Pero también aumentamos nuestro sufrimiento de otras formas. Sucede con demasiada frecuencia que perpetuamos nuestro dolor, lo mantenemos vivo cuando repasamos mentalmente una y otra vez nuestras heridas, al tiempo que exageramos las injusticias. Volvemos una y otra vez sobre los recuerdos dolorosos, quizá con el deseo inconsciente de que cambie la situación; pero no cambia. Claro que a veces este interminable repaso de nuestros infortunios puede servir para exagerar el drama y proporcionar cierto romanticismo a nuestras vidas, o para despertar la atención y la simpatía de los demás. Pero esas supuestas «ventajas» son demasiado pobres frente a la infelicidad que soportamos. Sobre ello, dijo el Dalai Lama:

—Hay muchas formas de contribuir activamente a experimentar inquietud mental y sufrimiento. Aunque, en general, las aflicciones mentales y emocionales tienen causas externas, somos nosotros quienes las empeoramos. Por ejemplo, cuando sentimos cólera u odio hacia una persona, es poco probable que el sentimiento se exacerbe si no lo alimentamos. No obstante, si pensamos en las presuntas injusticias de que hemos sido objeto y seguimos pensando en ellas una y otra vez, avivamos el odio, convirtiéndolo en algo muy intenso. Lo mismo puede decirse cuando sentimos apego por alguien: podemos alimentar el sentimiento pensando continuamente en lo hermosa o atractiva que es esa persona, y así el apego se hace más y más fuerte. Eso demuestra que podemos cultivar nuestras emociones.

»A menudo también incrementamos nuestro dolor con una sensibilidad excesiva, al reaccionar con exageración ante cosas nimias. Tendemos a tomarnos las cosas pequeñas demasiado seriamente, a sacarlas de quicio mientras por otro lado seguimos indiferentes a cosas realmente importantes, a aquellas que tienen efectos profundos sobre nuestras vidas y consecuencias sobre ellas a largo plazo.

»Así pues, creo que en buena medida el sufrimiento depende de cómo se responda ante una situación dada. Por ejemplo, descubrimos que alguien habla mal de nosotros a nuestras espaldas. Si se reacciona ante este conocimiento, ante esta negatividad, con un sentimiento de cólera o de dolor, es uno mismo el que destruye su propia paz mental. El dolor no es sino una creación personal. Por otro lado, si uno se contiene y evita reaccionar de manera negativa y deja pasar la difamación como un viento silencioso al que no se hace caso, se está protegiendo de sentirse herido, de esa sensación de agonía. Así pues, y aunque no siempre se puedan evitar las situaciones difíciles, sí se puede modificar la extensión del propio sufrimiento.
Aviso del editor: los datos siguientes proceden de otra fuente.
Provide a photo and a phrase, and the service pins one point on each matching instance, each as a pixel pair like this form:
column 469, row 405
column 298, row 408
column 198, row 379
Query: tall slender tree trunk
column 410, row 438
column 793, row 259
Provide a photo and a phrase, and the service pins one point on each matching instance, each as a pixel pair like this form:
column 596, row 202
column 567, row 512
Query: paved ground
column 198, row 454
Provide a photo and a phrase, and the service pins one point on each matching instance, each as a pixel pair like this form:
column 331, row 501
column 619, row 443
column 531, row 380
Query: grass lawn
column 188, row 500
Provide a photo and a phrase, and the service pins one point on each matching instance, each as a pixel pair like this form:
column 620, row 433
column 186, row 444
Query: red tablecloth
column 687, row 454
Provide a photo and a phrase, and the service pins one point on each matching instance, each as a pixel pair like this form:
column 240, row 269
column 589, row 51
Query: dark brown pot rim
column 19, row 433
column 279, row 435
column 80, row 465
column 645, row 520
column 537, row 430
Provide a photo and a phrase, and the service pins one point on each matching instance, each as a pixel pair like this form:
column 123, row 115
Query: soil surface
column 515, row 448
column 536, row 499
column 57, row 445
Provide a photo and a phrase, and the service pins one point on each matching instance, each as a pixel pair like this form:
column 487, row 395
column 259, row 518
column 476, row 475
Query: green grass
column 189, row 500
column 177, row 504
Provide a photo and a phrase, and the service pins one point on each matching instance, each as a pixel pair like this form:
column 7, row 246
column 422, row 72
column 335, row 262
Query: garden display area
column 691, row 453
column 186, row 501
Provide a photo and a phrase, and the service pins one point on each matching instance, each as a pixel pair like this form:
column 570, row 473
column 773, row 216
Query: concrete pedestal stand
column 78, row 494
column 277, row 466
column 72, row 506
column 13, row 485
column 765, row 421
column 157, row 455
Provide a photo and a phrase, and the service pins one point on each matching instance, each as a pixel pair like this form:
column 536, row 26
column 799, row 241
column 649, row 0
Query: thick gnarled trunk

A veces, los terapeutas decimos de este proceso que es una «personalización» de nuestro dolor, es decir, la tendencia a estrechar nuestro campo de visión psicológico mediante la interpretación, acertada o errónea, de todo aquello que nos afecta.

Una noche cené con un colega en un restaurante. El servicio era muy lento y mi colega empezó a quejarse:

—¡Fíjate en eso! ¡Ese camarero es condenadamente lento! ¿Dónde se ha metido? Creo que pasa de nosotros.

A pesar de que ninguno de los dos tenía un compromiso urgente, las quejas de mi colega sobre el servicio siguieron durante toda la cena y terminaron por convertirse en una letanía sobre la comida, la vajilla y todo lo que no fuera de su agrado. Al final el camarero nos obsequió con dos postres gratuitos.

—Les ruego que disculpen la lentitud del servicio de esta noche —dijo—, pero tenemos poco personal. Ha muerto un familiar de uno de los cocineros y un camarero está enfermo. Espero no haberles causado muchas molestias…

—A pesar de todo, no volveré nunca aquí —murmuró amargamente mi colega una vez el camarero se hubo alejado.